Black Clover (Magic Knight Squads)

Nine competing squads each ranked by stars earned from completed quests. Quarterly assessment: the top-ranked squad takes stars directly from the bottom-ranked squad. Each squad has a captain, a culture, and a specialization — the Black Bulls are chaotic and outcast, the Golden Dawn are elite and prestigious. Members choose squads (or are chosen); the squad’s identity shapes the member’s identity.

Applied to Guild: Seasonal guild competition with a direct penalty for last place — the bottom guild loses stars or rewards to the winner, not just “fails to win a prize.” The captain model maps to guild officers with real governance function (see Hunter x Hunter Zodiacs). Squad identity-as-culture is the strongest anime precedent for multi-store expansion: each store’s guild has its own feel, and members self-select into guilds partly for cultural fit, not just proximity.


Made in Abyss (Whistle system)

Bell colors mark Delver rank: Red → Blue → Moon → Black → White. Each rank grants new access to deeper layers AND new obligations and risks — you can’t unknow what you’ve seen, and descent at high ranks is explicitly dangerous. White Whistles are named individuals known across the entire community. Rank isn’t just a number; it’s a public identity that precedes you.

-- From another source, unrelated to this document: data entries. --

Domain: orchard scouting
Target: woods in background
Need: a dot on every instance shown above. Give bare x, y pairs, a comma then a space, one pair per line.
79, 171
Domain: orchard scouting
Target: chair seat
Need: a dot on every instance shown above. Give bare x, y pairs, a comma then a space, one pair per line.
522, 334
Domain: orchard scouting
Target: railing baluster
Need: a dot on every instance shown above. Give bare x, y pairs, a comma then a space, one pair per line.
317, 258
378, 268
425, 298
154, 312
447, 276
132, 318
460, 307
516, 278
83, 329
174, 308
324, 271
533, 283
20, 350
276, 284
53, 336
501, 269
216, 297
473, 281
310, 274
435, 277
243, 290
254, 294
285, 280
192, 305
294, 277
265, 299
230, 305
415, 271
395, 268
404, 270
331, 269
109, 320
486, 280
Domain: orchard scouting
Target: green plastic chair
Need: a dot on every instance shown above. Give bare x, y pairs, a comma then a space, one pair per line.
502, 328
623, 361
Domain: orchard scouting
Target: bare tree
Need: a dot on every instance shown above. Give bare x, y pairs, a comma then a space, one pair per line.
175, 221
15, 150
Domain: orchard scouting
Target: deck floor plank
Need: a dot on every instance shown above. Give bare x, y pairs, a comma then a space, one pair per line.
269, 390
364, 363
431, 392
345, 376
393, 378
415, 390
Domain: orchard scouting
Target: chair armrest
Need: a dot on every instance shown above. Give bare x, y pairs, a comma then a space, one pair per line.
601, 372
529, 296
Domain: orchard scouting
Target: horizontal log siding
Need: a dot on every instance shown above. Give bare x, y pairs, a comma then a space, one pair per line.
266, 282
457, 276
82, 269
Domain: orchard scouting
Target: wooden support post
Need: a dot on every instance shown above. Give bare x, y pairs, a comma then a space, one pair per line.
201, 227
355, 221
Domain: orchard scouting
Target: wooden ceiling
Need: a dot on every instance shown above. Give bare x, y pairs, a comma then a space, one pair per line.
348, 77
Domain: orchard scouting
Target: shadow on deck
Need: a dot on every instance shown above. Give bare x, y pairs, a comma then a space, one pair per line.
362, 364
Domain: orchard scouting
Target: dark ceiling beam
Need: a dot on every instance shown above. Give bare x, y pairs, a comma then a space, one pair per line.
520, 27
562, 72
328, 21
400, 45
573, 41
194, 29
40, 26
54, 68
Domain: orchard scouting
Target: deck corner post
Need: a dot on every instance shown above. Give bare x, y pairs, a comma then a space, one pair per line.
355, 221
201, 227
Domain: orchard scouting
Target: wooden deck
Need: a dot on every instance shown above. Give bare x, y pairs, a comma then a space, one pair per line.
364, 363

Applied to Guild: Named rank tiers with obligations attached, not just privileges. Higher-tier members have visible responsibilities (mentoring, event leadership, quest activation) that are part of the rank, not optional. White Whistle → Name Level members are known individuals in the community, not just “max level accounts.” The risk/obligation model prevents rank from feeling like a pure reward: reaching the top tier means taking on weight, not just collecting perks.


Frieren: Beyond Journey’s End (First-Class Mage certification)

The First-Class Mage exam doesn’t test raw power — every examiner candidate is already powerful. It tests judgment: knowing when not to use your ability, reading situations correctly, acting with restraint. A Mage who demolishes the exam with brute force fails. Frieren nearly fails because she solves problems too efficiently and looks suspicious. The exam is designed to filter for wisdom, not strength.

Applied to Guild: Milestone achievement gating can explicitly reward quality of engagement over volume. A member who attended twelve events thoughtfully, referred three friends, and organized one community night qualifies for a tier — a member who hit the XP threshold purely through bulk purchases might not. The DanMachi mechanic (XP + qualifying feat) gets a sharper frame: the feat should demonstrate judgment, not just activity.


Log Horizon (Round Table / guild politics)

When guilds share a city (Akihabara), they form the Round Table Conference — a governing council of eleven guild representatives. No single guild dominates. The Round Table sets shared rules, resolves disputes, manages the city’s relationship with NPCs, and handles events that affect everyone. Guild politics are a core story engine: guilds have competing interests, and the council forces negotiation.

Applied to Guild: When the platform expands to multiple stores, inter-store governance maps here. Each store is a guild; the platform is the Round Table infrastructure. Player XP and characters exist across all registered stores (as in the Slime precedent), but each store-guild has its own officers, culture, and local events. The Round Table model suggests the platform shouldn’t impose top-down rules — store owners should have a governance layer where they negotiate shared standards. Also: guild politics as content. Member-facing competition between store-guilds creates narrative.